# What you really need to know about mathematics of A/B split testing

Founder and Chairman of Wingify.

Recently, I published an A/B split testing case study where an eCommerce store reduced bounce rate by 20%. Some of the blog readers were worried about statistical significance of the results. Their main concern was that a value of 125-150 visitors per variation is not enough to produce reliable results. This concern is a typical by-product of having superficial knowledge of statistics which powers A/B (and multivariate) testing. I’m writing this post to provide an essential primer on mathematics of a/b split testing so that you never jump to a conclusion on reliability of a test results simply on the basis of number of visitors.

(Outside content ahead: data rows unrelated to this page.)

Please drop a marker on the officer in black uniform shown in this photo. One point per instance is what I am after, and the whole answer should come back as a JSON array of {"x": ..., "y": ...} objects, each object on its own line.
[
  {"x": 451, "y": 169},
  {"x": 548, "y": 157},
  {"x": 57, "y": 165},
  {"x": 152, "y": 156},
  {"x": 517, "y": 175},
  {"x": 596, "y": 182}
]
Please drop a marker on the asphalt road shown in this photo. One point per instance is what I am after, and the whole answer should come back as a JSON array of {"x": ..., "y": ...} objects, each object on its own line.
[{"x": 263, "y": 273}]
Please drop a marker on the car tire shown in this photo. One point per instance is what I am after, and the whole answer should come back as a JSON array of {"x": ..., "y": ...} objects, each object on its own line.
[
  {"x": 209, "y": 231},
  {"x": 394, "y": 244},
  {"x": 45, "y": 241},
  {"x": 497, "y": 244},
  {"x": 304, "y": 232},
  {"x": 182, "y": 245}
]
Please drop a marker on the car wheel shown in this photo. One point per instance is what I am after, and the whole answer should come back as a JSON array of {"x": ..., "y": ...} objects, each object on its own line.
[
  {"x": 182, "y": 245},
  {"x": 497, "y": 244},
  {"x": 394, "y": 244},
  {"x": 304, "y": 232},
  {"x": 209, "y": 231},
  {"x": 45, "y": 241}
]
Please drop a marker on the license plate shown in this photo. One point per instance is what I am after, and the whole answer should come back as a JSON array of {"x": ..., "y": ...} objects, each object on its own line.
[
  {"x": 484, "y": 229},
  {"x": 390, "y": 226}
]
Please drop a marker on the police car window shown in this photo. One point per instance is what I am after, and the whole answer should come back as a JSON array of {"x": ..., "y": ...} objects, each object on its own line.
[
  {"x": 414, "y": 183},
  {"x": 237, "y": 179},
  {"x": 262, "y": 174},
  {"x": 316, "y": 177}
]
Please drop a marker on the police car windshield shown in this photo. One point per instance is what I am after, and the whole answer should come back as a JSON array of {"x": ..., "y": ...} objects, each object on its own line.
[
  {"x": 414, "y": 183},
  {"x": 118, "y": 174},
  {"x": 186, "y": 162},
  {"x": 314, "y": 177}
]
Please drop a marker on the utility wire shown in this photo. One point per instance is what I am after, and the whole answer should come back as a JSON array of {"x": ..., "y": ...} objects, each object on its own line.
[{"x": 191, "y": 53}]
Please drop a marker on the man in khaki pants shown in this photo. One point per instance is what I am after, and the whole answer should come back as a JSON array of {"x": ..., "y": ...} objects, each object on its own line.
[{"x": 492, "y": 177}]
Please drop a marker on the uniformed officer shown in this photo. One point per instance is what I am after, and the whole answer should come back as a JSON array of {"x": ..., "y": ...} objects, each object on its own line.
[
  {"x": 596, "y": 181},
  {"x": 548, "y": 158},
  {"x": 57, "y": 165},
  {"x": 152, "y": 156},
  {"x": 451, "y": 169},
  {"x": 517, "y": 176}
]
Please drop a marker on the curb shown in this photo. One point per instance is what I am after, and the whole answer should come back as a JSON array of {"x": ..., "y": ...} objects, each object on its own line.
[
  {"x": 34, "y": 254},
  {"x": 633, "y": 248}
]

### What Exactly Goes Behind A/B Split Testing?

Imagine your website as a black box containing balls of two colors (red and green) in unequal proportions. Every time a visitor arrives on your website he takes out a ball from that box: if it is green, he makes a purchase. If the ball is of red color, he leaves the website. This way, essentially, that black box decides the conversion rate of your website.

A key point to note here is that you cannot look inside the box to count the number of balls of different colors in order to determine true conversion rate. You can only *estimate* the conversion rate based on different balls you see coming out of that box. Because conversion rate is an estimate (or a guess), you always have a range for it; never a single value. For example, mathematically, the way you describe a range is:

“Based on the information I have, 95% of the times conversion rate of my website ranges from 4.5%-7%.”

As you would expect, with more number of visitors, you get to observe more number of balls. Hence, your range gets narrower and your estimate starts approaching true conversion rate.

### The Maths of A/B Split Testing

Mathematically, the conversion rate is represented by a binomial random variable, which is a fancy way of saying that it can have two possible values: conversion or non-conversion. Let’s call this variable as *p*. Our job is to estimate the value of *p *and for that we do *n* trials (or observe *n* visits to the website). After observing those *n* visits, we calculate how many visits resulted in a conversion. That percentage value (which we represent from 0 to 1 instead of 0% to 100%) is the conversion rate of your website.

Now imagine that you repeat this experiment multiple times. It is very likely that, due to chance, every single time you will calculate a different value of *p*. Having all (different) values of *p*, you get a range for the conversion rate (which is what we want for next step of analysis). To avoid doing repeated experiments, statistics has a neat trick in its toolbox. There is a concept called *standard error*, which tells how much deviation from average conversion rate (*p*) can be expected if this experiment is repeated multiple times. Smaller the deviation, more confident you can be about estimating true conversion rate. For a given conversion rate (*p*) and number of trials (*n*), standard error is calculated as:

*Standard Error (SE) = Square root of (p * (1-p) / n)*Without going much into details, to get 95% range for conversion rate multiply the standard error value by 2 (or 1.96 to be precise). In other words, you can be sure with 95% confidence that your true conversion rate lies within this range: *p* % ± 2 * *SE*

(In Visual Website Optimizer, when we show conversion rate range in reports, we show it for 80%, not 95%. So we multiply standard error by 1.28)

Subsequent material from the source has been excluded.